This is when my contractions really started to pick up. I was excited. As I said to Ronnie, "Pain is progress." So I knew if it was getting painful, I'd be getting closer to meeting my sweet baby girl. I could manage my contractions best if I was up walking in between them, and then hunched over leaning on something with Ronnie rubbing my back during each contraction. It was not comfortable, and I had to focus on just getting through each contraction, but truthfully, they weren't horrible. Then from 11:30-12:25ish it's a bit of a blur. We were walking some and I was being monitored for 20 minutes of every hour. While in the room Ronnie got our fake candles "lit" and put on music. I must have been in the zone because I don't really remember this span of time much.

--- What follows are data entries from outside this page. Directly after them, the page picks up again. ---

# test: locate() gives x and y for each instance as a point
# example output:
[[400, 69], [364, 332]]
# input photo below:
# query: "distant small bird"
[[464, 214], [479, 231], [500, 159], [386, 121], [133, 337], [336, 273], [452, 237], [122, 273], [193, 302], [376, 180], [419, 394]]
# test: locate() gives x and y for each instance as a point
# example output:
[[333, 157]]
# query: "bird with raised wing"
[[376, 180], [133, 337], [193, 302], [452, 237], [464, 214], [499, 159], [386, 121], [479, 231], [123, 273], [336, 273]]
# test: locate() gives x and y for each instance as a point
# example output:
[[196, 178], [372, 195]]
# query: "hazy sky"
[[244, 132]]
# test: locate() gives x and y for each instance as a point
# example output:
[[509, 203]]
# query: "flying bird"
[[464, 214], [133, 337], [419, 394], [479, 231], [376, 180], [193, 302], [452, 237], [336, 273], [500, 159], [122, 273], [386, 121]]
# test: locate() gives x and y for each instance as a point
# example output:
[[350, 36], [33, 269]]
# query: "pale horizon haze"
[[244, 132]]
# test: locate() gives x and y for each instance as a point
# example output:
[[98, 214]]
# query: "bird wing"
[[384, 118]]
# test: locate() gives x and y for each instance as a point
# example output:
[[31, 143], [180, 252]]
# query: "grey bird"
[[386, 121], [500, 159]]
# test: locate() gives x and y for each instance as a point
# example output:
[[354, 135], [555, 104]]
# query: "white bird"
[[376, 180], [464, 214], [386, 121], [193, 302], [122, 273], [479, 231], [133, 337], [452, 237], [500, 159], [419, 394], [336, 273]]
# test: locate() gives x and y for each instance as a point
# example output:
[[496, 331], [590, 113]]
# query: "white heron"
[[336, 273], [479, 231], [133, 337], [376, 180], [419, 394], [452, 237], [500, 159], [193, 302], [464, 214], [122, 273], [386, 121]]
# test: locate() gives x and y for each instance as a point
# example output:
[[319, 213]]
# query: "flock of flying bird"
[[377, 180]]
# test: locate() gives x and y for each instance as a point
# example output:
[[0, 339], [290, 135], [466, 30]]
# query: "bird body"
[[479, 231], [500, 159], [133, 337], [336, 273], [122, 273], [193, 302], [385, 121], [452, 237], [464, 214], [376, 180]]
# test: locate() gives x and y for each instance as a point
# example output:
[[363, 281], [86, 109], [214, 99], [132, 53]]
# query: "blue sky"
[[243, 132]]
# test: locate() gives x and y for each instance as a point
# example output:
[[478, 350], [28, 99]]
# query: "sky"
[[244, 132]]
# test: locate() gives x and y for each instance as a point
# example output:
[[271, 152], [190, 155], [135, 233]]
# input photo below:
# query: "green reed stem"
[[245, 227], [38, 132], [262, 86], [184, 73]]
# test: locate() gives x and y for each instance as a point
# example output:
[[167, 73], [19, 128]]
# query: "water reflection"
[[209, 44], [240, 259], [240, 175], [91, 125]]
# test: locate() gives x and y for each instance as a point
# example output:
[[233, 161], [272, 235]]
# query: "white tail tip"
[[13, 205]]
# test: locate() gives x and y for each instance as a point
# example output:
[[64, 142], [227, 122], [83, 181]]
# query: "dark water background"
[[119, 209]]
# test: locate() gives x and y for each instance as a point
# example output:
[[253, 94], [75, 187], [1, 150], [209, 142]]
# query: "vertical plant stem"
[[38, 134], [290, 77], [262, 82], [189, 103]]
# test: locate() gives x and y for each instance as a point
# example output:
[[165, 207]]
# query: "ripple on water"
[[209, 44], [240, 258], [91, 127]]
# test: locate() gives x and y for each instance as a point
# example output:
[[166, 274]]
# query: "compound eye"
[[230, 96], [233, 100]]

And at 12:25AM I was awakened from my daze while in bed being monitored. I had a strong contraction and felt something I had not felt before. This intense urge to bear down. My whole body was throwing itself down into my pelvis. "Ronnie call the nurse, I feel like I have to bear down. I know it's dumb, it's too soon, but I need to bear down." I said through the waves of my body taking over. The midwife came in and checked me. I was 8cm dilated, 100% effaced, and the baby was VERY low she said. "I need to bear down." I told her. "You have to wait, we don't want you bearing down at 8cm, so you'll need to breath through the urge. In the meantime, I'll go get the nursery team to start setting up." The next contraction my whole body was thrusting itself into my pelvis and the "breath through" direction was simply not going to happen. It would be like someone telling you to stop sneezing, mid-sneeze. It was simply impossible. Panicked that I was going to hurt myself or Peanut, I looked at Ronnie mid-contraction with sheer terror on my face and told him they needed to be in there now, I wouldn't be able to breath through. The nurse rushed in while I was still in the midst of the contraction and checked me again. I was 10 cm dilated, 100% and the baby's head was so low that she could practically fall out (or so I thought...HA!)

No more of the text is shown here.